Christian aid group wants to stay in Afghanistan despite brutal killings
The ten-member medical team killed in Afghanistan last month included a German, a Briton and six Americans who brought their varied skills in health care and in regional languages to remote parts of the poverty-stricken country. Several of the volunteers had spent years in such perilous missions.
All were shot to death August 5 while making their way back to Kabul. The Taliban claimed responsibility, accusing the workers of spying for the government and proselytizing for their sponsor, the International Assistance Mission, a Christian aid agency. Because some local officials suspect that common criminals may have carried out the attack, the U.S. embassy said the FBI was investigating the deaths in cooperation with Afghan authorities.
In a Kabul news conference on August 9, Dirk R. Frans, executive director of the IAM, denied that espionage or religious conversions were motives for the government-approved, two-week medical mission to Nuristan province. "Our faith motivates and inspires us, but we do not proselytize," Frans told reporters. "We abide by the laws of Afghanistan" that make proselytizing illegal.
The assault on foreign Christians was the largest since the 2007 kidnapping of 23 South Korean missionaries by the Taliban in Ghazni province. Two male hostages were killed before the South Korean government negotiated the group's release weeks later.
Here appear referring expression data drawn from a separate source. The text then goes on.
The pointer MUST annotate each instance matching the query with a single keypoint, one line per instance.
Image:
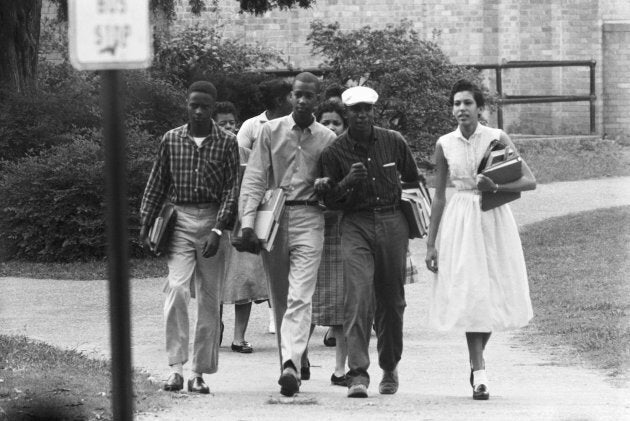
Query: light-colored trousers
(185, 260)
(291, 268)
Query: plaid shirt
(386, 156)
(185, 173)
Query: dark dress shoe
(244, 347)
(329, 341)
(197, 385)
(305, 371)
(339, 381)
(389, 383)
(174, 383)
(480, 393)
(288, 381)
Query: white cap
(358, 94)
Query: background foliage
(412, 76)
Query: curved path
(525, 384)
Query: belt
(383, 209)
(301, 203)
(205, 205)
(377, 209)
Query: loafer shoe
(389, 383)
(244, 347)
(174, 383)
(480, 393)
(339, 381)
(197, 385)
(305, 371)
(357, 391)
(289, 382)
(329, 341)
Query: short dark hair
(224, 107)
(272, 89)
(308, 77)
(334, 90)
(203, 86)
(329, 106)
(466, 85)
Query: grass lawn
(578, 269)
(153, 267)
(41, 382)
(579, 287)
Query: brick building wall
(475, 32)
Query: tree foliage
(412, 76)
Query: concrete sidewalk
(525, 384)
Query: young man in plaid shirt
(197, 170)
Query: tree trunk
(19, 43)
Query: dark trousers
(374, 248)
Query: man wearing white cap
(363, 166)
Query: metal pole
(116, 188)
(592, 101)
(500, 93)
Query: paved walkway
(525, 384)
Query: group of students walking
(342, 239)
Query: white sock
(178, 368)
(480, 377)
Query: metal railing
(536, 99)
(503, 98)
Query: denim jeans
(374, 253)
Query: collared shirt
(250, 130)
(186, 173)
(385, 155)
(285, 156)
(464, 155)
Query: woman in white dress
(481, 280)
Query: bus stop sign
(109, 34)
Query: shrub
(413, 77)
(199, 52)
(53, 203)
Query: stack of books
(267, 219)
(162, 227)
(416, 205)
(501, 166)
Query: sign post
(110, 35)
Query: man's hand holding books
(250, 242)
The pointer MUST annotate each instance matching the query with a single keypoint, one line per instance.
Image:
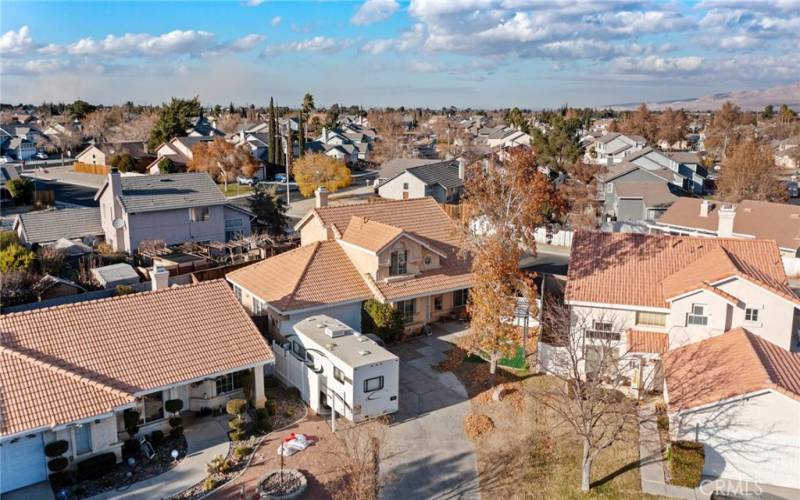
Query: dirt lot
(527, 455)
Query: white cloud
(315, 44)
(16, 43)
(375, 11)
(656, 65)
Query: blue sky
(478, 53)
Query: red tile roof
(728, 365)
(85, 358)
(646, 270)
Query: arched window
(399, 260)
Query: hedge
(686, 459)
(96, 466)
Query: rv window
(299, 350)
(373, 384)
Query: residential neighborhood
(399, 250)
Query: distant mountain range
(749, 100)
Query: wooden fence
(85, 168)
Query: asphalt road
(68, 193)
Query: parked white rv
(333, 365)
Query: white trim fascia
(622, 307)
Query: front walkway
(205, 439)
(428, 455)
(651, 461)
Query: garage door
(22, 463)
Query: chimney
(322, 197)
(159, 278)
(704, 206)
(726, 215)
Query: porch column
(259, 399)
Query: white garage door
(22, 463)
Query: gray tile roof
(444, 173)
(69, 223)
(153, 193)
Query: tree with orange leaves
(222, 160)
(508, 202)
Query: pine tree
(272, 142)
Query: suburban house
(746, 219)
(336, 367)
(443, 181)
(404, 253)
(47, 227)
(633, 193)
(687, 168)
(101, 154)
(179, 150)
(654, 299)
(173, 208)
(70, 372)
(613, 147)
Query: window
(406, 307)
(299, 350)
(460, 297)
(602, 330)
(199, 214)
(697, 316)
(399, 262)
(152, 407)
(373, 384)
(83, 439)
(229, 382)
(651, 319)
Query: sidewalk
(651, 461)
(205, 439)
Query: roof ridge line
(63, 371)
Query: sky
(464, 53)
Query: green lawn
(235, 189)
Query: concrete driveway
(428, 455)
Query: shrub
(58, 464)
(236, 407)
(130, 448)
(382, 320)
(663, 422)
(59, 480)
(241, 452)
(16, 258)
(173, 405)
(131, 421)
(96, 466)
(21, 190)
(56, 448)
(156, 438)
(686, 459)
(219, 465)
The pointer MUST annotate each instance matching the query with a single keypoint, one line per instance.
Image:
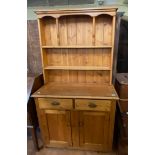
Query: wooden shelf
(105, 46)
(77, 68)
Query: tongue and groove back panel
(77, 47)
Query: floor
(54, 151)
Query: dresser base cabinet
(86, 129)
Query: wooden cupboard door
(58, 127)
(94, 130)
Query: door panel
(94, 130)
(59, 129)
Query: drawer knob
(55, 103)
(92, 105)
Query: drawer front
(93, 105)
(52, 103)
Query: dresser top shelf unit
(77, 45)
(63, 90)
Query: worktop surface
(89, 91)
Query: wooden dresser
(76, 105)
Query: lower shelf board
(78, 67)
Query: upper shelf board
(87, 11)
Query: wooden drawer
(95, 105)
(52, 103)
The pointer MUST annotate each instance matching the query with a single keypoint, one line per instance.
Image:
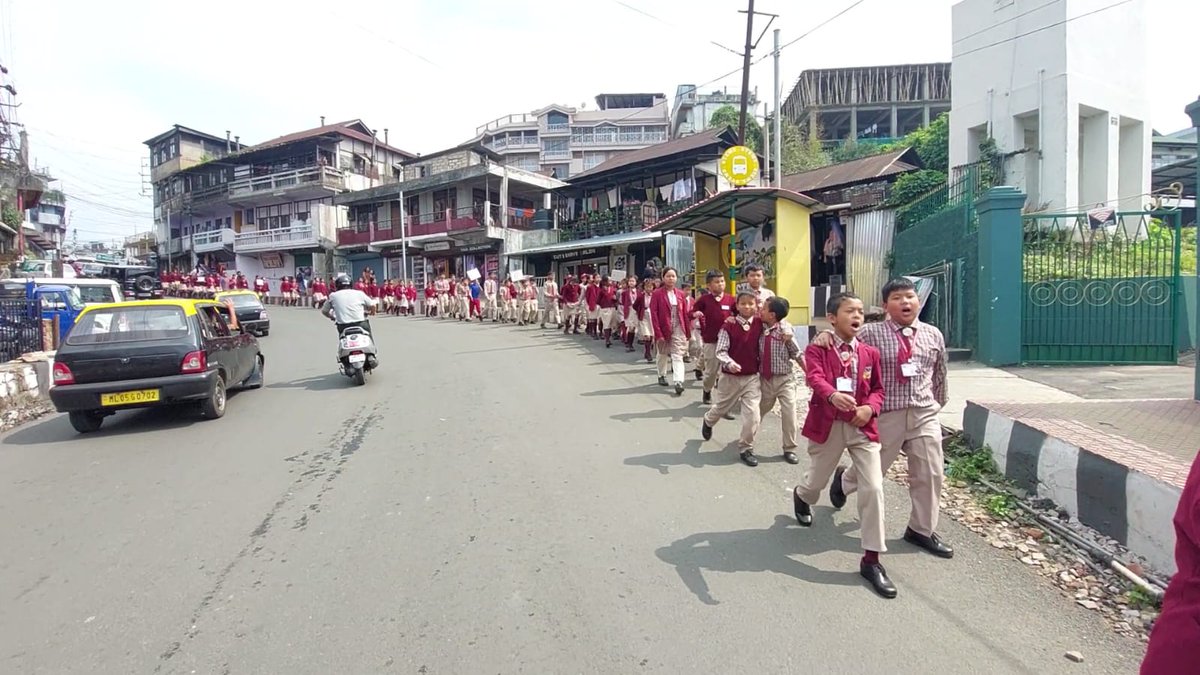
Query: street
(496, 499)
Asked if IAM would end its work in Afghanistan, Frans said the deaths left the organization "devastated," but that "as things stand now" IAM will not leave Afghanistan after having worked four decades there, according to the Associated Press. The group's commitment to the country was such, said Frans, that the families of five of the eight foreigners had chosen to bury their relatives in Afghanistan.
The IAM executive said that outside experts have called its security systems among the best in the country. "Secular consultants have been critical about our stated dependency on God for our security, wrongly assuming we left it all to prayer," he added. "When they checked our systems and way of working they have had next to no additional suggestions."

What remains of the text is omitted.